Das Buch erhält 7 von 10 Punkten.

2012 brachte der Machandelbaum-Verlag zwei Anthologien mit Grimms Märchen Updates heraus. Nun folgt die nächste Märchen-Anthologie, aber diesmal mit Hans Christian Andersen. Offensichtlichster Unterschied: Andersens Märchen waren nie Volksmärchen, sondern von ihm verfasste "Kunstmärchen". Das spürt man auch bei diesen Updates. Ein größeres Problem ist jedoch, dass Andersens Märchen in der Gesamtheit einfach unbekannter sind als Grimms'.

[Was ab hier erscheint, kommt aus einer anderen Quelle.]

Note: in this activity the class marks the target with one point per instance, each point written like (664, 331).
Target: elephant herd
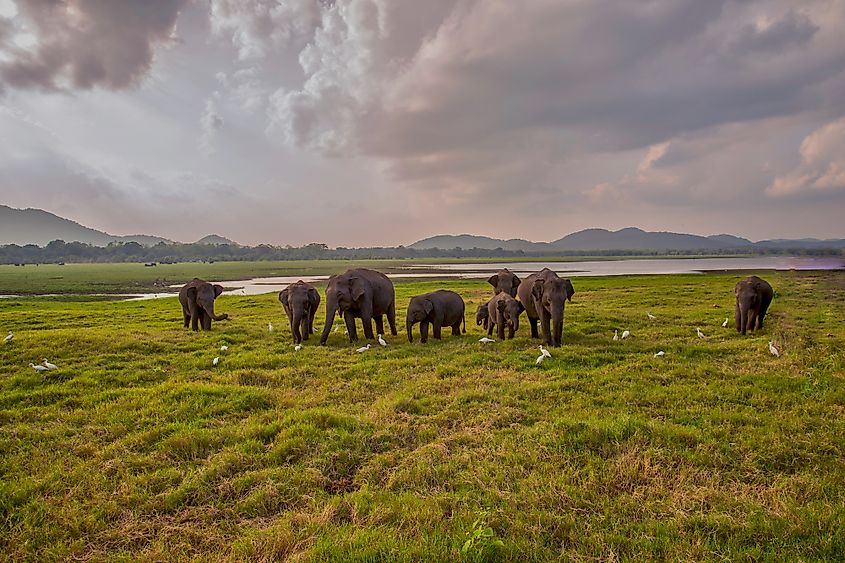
(369, 295)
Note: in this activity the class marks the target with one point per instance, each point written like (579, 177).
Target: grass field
(136, 447)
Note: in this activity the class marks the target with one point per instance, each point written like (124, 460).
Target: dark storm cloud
(86, 43)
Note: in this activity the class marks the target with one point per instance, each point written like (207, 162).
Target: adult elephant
(197, 299)
(300, 301)
(544, 295)
(364, 294)
(504, 281)
(439, 308)
(753, 297)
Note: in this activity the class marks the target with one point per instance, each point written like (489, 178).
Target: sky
(380, 122)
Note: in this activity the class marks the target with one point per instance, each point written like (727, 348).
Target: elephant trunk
(331, 311)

Volksmärchen, Hausmärchen, Kunstmärchen, Update

Alle Märchen sind gleich - eine Aussage, die so nicht stimmt. Denn üblicherweise meint man mit den Märchen Volksmärchen. Das sind Geschichten, die im Volk weiter erzählt wurden - gewisse Ähnlichkeiten mit Sagen und Legenden sind vorhanden. Die Hausmärchen der Brüder Grimm gehören dazu, denn auch wenn Grimm draufsteht, ist es eigentlich nur eine Sammlung. Nicht zu dieser Art Märchen gehören jedoch die Märchen von Hans-Christian Andersson. Es sind Kunstmärchen (Biedermeier-Kunstmärchen, wenn man es genau haben will). Zwischen den Gattungen gibt es Verwandtschaften, aber diese muss man mitunter suchen.

Volksmärchen haben üblicherweise einen eindimensionalen Erzählstrang und abstrahieren stark; Figuren sind entweder gut oder böse und die Moral ist klar und deutlich; die Geschichte spielt meist zeit- und ortlos und hat wenige konkrete Merkmale, die sie irgendwo verankern. Im Kontrast ist ein Kunstmärchen literarisch anspruchsvoller. Figuren tragen Namen und fallen nicht in ein schwarz-weiß Schema; eine eindeutige Moral im eigentlichen Sinne gibt es nicht. Dabei können diese Erzählungen durchaus auf soziale Probleme aufmerksam machen. Das Sprachniveau ist generell höher als bei Volksmärchen - und das Ende ist nicht immer glücklich. Man denke hier beispielsweise an Anderssons Meerjungfrau.

"Updates" sind weder das eine noch das andere und transferieren die Märchen in einen modernen Kontext, spinnen gewissermaßen die Idee fort, wie die Märchen heute ablaufen könnten. Damit stoßen sie auf zwei wesentliche Probleme, gerade auch im Kontrast zu den Grimm-Märchen.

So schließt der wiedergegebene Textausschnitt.